Trans-Chalcone alleviates overt pain-like behavior by targeting the activation of nociceptive neuron TRPV1 and TRPA1 channels

Objective: Trans-Chalcone (TC) is an anti-inflammatory flavonoid that reduces hyperalgesia by targeting nuclear factor κB and inflammasome in gout arthritis model. However, a direct modulation of nociceptors by TC has never been investigated, which was the aim of the present study. Methods: Experimental models of overt pain-like behaviors were applied as the stimuli-induced behavior depends, at least in part, on nociceptive neuron activation by the stimuli themselves making them suitable to investigate if a drug candidate can inhibit nociceptive neuron activation.
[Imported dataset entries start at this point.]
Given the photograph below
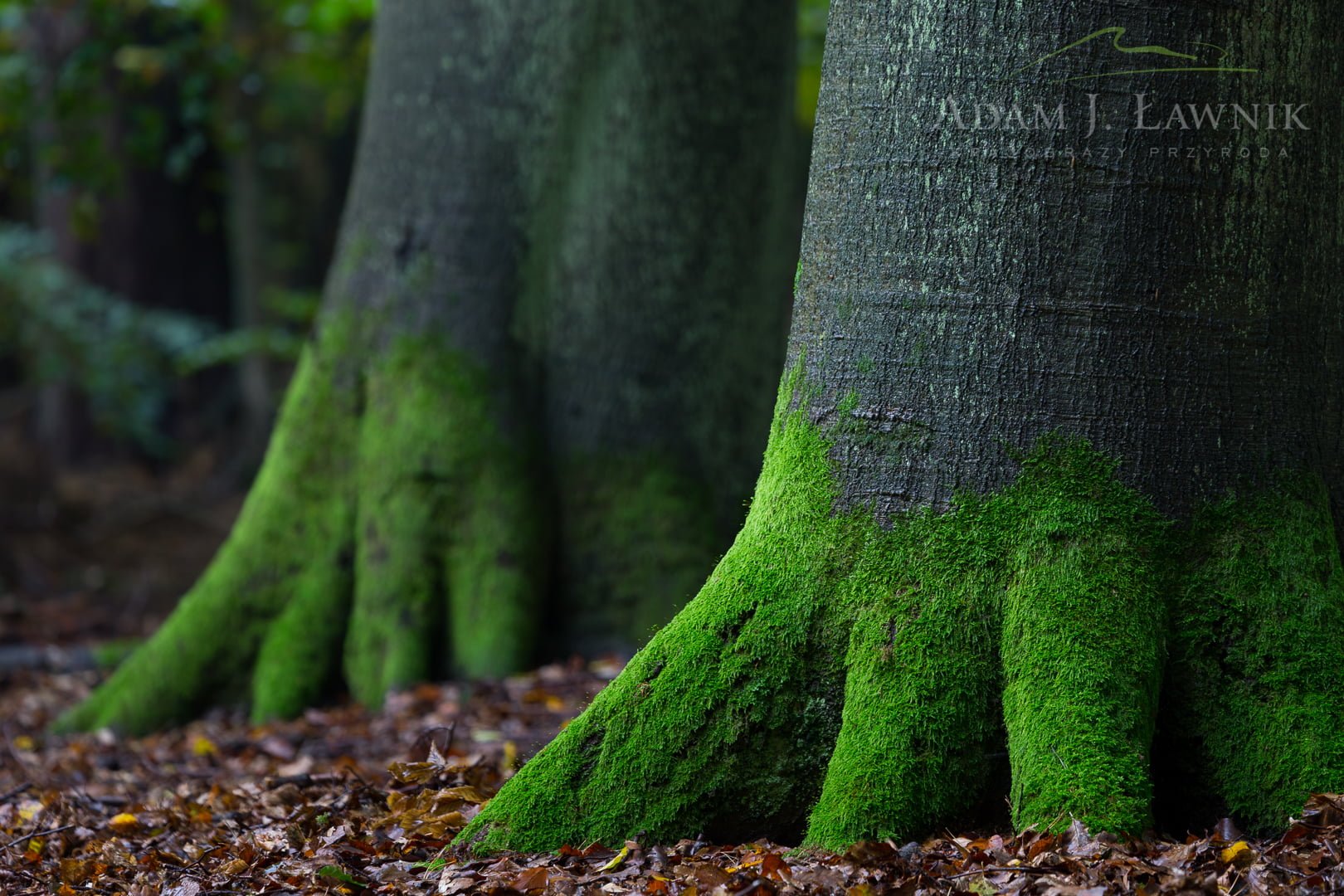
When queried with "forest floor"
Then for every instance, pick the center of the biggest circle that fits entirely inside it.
(344, 801)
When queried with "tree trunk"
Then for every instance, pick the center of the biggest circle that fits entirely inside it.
(1050, 416)
(528, 280)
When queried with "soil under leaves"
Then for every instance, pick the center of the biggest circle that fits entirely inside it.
(347, 802)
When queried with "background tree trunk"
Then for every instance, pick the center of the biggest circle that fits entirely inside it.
(1007, 366)
(530, 282)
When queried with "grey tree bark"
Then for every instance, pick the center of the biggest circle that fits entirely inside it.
(1053, 464)
(533, 392)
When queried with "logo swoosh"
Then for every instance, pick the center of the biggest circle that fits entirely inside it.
(1118, 32)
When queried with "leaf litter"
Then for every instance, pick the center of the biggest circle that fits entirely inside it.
(347, 802)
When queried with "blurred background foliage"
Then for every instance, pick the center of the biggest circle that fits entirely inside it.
(171, 180)
(171, 176)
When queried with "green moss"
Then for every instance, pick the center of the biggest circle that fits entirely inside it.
(1082, 642)
(724, 720)
(295, 520)
(1040, 594)
(637, 539)
(1252, 713)
(923, 680)
(730, 719)
(446, 505)
(385, 480)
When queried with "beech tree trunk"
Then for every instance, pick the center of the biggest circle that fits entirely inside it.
(1057, 458)
(535, 387)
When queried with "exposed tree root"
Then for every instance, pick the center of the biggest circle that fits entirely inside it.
(390, 518)
(867, 676)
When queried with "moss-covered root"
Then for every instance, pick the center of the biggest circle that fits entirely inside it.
(1082, 644)
(387, 485)
(921, 705)
(724, 720)
(1253, 713)
(637, 539)
(275, 592)
(449, 544)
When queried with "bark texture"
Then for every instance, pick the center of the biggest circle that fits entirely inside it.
(500, 418)
(1049, 419)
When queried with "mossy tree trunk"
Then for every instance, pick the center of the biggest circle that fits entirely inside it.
(1057, 462)
(554, 207)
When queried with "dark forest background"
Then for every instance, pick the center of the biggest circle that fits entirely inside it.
(171, 182)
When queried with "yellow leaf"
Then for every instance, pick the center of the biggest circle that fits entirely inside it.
(617, 860)
(1239, 855)
(124, 822)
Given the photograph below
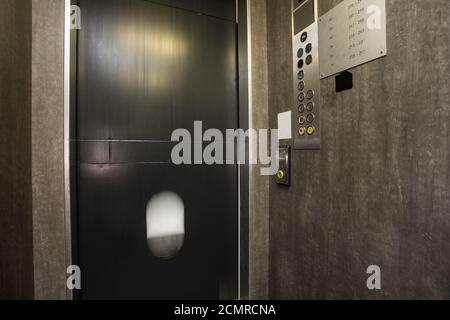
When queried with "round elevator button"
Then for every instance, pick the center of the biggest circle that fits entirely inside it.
(281, 174)
(301, 86)
(301, 108)
(310, 130)
(304, 36)
(302, 120)
(301, 97)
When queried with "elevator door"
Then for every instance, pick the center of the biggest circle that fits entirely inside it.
(144, 69)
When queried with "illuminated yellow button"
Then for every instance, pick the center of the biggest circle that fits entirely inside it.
(302, 120)
(280, 174)
(310, 130)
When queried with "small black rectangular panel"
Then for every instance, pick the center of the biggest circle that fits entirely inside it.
(304, 17)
The selected models involve transient receptor potential (TRP) vanilloid 1 (V1)⁺ and TRP ankyrin 1 (A1)⁺ nociceptive neuron activation. Results: TC (10 mg/kg, per oral, 30 min pretreatment) inhibited abdominal contortions induced by acetic acid (58.8%) and phenyl-p-benzoquinone (PBQ—54.6%), and paw flinching (44 and 48%) and licking (38 and 46%) triggered by formalin and complete Freund’s adjuvant (CFA—46 and 43%), indicating TC inhibits varied overt pain-like behaviors. Considering TRPV1 and TRPA1 channels are activated in those models, TC activity was also tested in experimental conditions in which capsaicin (a TRPV1 agonist)- and allyl isothiocyanate (AITC, a TRPA1 agonist)-triggered nociceptive behavior. TC inhibited capsaicin (44 and 37.5%) and AITC (35.1 and 52%) paw flinching and licking behavior. TC (3 μM) also reduced the calcium influx caused by capsaicin (30%) and AITC (37.6%) stimulation of primary dorsal root ganglia neurons. Additionally, TC inhibited CFA-induced hyperalgesia, paw inflammation without toxic effects. Conclusions: TC reduces overt pain-like behavior, at least in part, by inhibiting nociceptive neuron TRPV1 and TRPA1 channels activation.